Dois meses depois, a Corregedoria do Conselho Nacional de Justiça publicou uma norma que estabeleceu as regras para que a mudança na certidão de nascimento ou casamento pudesse ser feita nos cartórios de todo o Brasil. Desde então, pessoas maiores de 18 anos podem requerer a alteração de prenome, agnome indicativo de gênero (filho, júnior, neto etc.) e gênero em certidões de nascimento e de casamento; esta, com a autorização do cônjuge.

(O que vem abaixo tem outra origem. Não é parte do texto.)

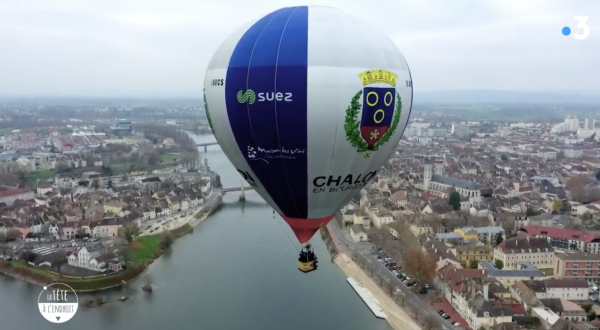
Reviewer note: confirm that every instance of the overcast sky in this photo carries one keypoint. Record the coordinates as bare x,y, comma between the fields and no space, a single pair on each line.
162,48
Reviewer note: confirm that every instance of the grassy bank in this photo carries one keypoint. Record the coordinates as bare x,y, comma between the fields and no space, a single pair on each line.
42,276
144,251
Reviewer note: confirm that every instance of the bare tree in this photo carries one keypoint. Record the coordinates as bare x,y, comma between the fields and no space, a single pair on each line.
13,234
9,179
576,182
148,279
579,194
125,254
402,299
431,323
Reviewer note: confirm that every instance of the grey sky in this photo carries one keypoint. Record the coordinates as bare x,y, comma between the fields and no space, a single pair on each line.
162,48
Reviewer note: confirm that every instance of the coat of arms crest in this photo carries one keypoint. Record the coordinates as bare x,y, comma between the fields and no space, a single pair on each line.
380,111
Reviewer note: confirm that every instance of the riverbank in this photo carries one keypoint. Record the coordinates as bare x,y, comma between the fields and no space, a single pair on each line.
144,251
396,316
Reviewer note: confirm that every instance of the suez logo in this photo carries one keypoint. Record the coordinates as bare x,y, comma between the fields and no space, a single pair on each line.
585,29
249,96
217,82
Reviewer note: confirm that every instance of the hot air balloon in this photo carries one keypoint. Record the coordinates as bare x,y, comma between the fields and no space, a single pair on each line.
307,103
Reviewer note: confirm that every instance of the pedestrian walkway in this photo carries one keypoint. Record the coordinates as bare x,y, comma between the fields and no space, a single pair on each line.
397,317
341,247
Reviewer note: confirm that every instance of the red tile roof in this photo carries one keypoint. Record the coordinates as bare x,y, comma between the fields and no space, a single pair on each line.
553,232
12,192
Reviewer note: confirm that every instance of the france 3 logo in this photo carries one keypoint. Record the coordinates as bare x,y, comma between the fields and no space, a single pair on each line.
581,26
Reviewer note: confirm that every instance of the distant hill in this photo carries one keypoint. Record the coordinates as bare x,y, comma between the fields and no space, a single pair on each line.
498,96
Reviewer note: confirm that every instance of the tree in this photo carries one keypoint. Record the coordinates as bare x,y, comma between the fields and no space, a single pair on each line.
592,316
509,225
153,159
148,279
499,264
166,240
454,200
556,206
129,232
380,237
417,313
9,179
431,323
58,266
576,181
62,167
401,299
499,239
125,254
81,233
473,264
27,256
13,234
578,194
419,265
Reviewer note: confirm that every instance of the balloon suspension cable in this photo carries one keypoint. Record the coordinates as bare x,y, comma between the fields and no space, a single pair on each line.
286,233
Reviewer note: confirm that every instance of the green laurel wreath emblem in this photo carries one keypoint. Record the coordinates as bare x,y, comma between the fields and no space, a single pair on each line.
352,126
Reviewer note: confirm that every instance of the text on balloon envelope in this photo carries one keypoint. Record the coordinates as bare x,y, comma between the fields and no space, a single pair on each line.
334,183
250,97
248,177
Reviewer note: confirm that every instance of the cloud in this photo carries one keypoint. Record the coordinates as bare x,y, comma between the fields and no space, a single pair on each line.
161,48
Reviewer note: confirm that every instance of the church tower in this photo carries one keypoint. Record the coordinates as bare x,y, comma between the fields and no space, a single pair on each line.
427,176
439,169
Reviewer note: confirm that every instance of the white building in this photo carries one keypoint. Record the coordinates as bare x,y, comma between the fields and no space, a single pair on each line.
571,123
589,123
89,257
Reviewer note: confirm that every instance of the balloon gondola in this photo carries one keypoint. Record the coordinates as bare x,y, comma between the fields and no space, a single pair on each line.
307,261
308,103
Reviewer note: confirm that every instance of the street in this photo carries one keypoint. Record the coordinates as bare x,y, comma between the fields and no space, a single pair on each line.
177,219
413,300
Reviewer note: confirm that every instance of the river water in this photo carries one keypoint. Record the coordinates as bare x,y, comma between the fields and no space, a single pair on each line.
237,271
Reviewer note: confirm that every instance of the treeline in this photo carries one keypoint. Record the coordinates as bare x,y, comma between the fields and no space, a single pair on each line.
153,132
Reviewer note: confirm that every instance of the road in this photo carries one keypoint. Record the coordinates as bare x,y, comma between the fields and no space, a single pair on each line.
366,251
178,219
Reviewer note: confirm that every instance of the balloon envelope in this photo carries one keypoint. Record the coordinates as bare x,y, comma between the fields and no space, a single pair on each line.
308,103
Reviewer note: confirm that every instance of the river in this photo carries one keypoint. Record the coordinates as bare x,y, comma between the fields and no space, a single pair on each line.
237,271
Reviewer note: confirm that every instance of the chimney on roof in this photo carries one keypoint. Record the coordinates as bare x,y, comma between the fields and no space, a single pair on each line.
486,290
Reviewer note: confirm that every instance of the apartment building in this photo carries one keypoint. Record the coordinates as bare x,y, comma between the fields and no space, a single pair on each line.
566,239
578,265
515,251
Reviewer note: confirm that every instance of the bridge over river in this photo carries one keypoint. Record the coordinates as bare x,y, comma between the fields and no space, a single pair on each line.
241,189
206,145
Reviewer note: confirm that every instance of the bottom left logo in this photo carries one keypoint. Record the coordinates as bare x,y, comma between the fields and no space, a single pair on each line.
58,302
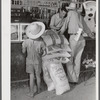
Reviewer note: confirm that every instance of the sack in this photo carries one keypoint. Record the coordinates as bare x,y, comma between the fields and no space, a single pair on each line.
58,76
52,38
47,77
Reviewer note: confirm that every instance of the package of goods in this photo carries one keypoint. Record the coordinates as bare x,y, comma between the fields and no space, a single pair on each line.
58,76
55,55
52,38
47,77
56,48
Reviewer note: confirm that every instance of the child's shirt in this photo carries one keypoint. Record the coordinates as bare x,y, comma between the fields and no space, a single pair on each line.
33,49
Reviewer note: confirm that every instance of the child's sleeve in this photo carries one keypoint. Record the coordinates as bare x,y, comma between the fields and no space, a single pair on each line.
42,48
24,47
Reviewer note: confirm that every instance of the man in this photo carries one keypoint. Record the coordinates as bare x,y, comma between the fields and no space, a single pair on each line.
58,19
74,22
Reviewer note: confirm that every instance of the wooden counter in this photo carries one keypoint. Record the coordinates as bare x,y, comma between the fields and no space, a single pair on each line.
18,59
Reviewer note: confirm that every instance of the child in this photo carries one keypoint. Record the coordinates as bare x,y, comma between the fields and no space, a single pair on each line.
34,46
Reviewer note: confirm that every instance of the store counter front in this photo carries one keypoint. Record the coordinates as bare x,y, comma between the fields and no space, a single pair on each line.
18,71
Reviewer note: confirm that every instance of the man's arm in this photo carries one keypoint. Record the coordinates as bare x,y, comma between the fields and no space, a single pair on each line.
86,29
52,23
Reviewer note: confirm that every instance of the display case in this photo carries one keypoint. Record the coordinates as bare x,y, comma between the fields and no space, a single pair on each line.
15,36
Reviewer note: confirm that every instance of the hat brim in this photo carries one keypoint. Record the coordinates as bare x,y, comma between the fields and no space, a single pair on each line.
70,8
30,35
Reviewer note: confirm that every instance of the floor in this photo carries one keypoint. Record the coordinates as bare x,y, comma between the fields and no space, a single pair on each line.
82,91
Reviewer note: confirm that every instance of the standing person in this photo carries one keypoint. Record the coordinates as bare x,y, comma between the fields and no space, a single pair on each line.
73,22
34,46
58,19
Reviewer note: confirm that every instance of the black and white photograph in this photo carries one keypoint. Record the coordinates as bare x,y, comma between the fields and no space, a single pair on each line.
55,56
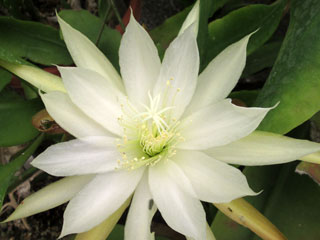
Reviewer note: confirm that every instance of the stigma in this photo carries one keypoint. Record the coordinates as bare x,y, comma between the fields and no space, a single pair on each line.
149,136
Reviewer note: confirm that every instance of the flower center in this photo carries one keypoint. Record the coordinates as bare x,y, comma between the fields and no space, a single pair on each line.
150,135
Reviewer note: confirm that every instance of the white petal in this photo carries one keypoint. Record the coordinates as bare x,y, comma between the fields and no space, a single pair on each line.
99,199
212,180
139,62
181,210
94,96
179,71
219,124
50,196
79,156
141,212
220,76
192,18
86,55
210,235
262,148
70,117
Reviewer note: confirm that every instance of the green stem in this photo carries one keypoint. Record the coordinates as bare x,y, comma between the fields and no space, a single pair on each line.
117,14
103,23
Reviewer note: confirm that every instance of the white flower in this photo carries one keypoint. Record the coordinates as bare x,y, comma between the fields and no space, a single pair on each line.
162,133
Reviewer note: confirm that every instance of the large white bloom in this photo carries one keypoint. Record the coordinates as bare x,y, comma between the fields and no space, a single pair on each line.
161,132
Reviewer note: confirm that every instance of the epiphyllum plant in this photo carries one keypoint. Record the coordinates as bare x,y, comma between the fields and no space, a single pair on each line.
161,133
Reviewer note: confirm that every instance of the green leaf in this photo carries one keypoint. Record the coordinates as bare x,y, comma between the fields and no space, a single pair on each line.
241,22
90,26
295,77
167,31
263,58
15,118
259,178
288,200
5,78
7,171
35,41
247,96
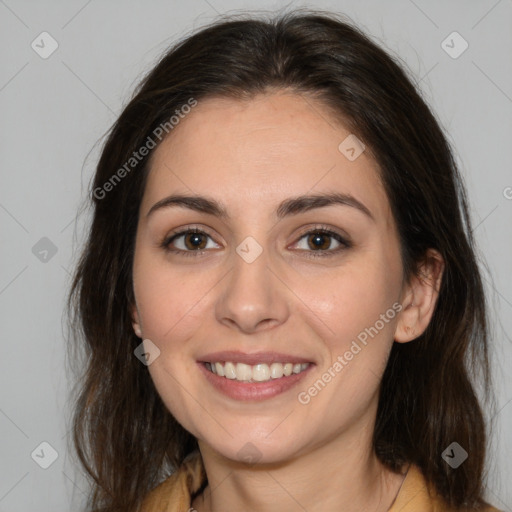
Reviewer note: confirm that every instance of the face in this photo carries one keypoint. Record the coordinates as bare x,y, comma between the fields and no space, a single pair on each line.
270,283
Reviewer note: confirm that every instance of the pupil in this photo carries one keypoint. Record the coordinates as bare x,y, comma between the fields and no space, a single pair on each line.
317,241
195,239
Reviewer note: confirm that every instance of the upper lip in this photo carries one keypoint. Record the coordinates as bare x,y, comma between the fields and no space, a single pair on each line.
235,356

Antes dessas decisões, o caminho era dificílimo. A pessoa trans primeiro, precisava recorrer à Justiça; segundo, dependia do "entender" dos juízes que, na falta de uma regulamentação, decidiam os processos com base em diferentes critérios. "Alguns entendiam que só podiam retificar nome e gênero os requerentes que tivessem feito a cirurgia no SUS; outros, que sem cirurgia era possível alterar o prenome mas não o gênero", explica a advogada Maria Eduarda Aguiar, primeira mulher transgênero a conseguir colocar seu nome social na carteira da OAB-RJ, e presidente da ONG Grupo Pela Vida, que apoia pessoas com HIV. Eram exigidas, ainda, perícias policiais, laudos psiquiátricos e fotografias.
De acordo com o artigo 16 do Código Civil, toda pessoa tem direito ao nome. De um ano para cá, pessoas trans tiveram esse direito, subjetiva e felizmente duplicado. Acha isso "balbúrdia"? Experimente ser alvo de piada e/ou violência, a vida toda, sempre que falar seu nome.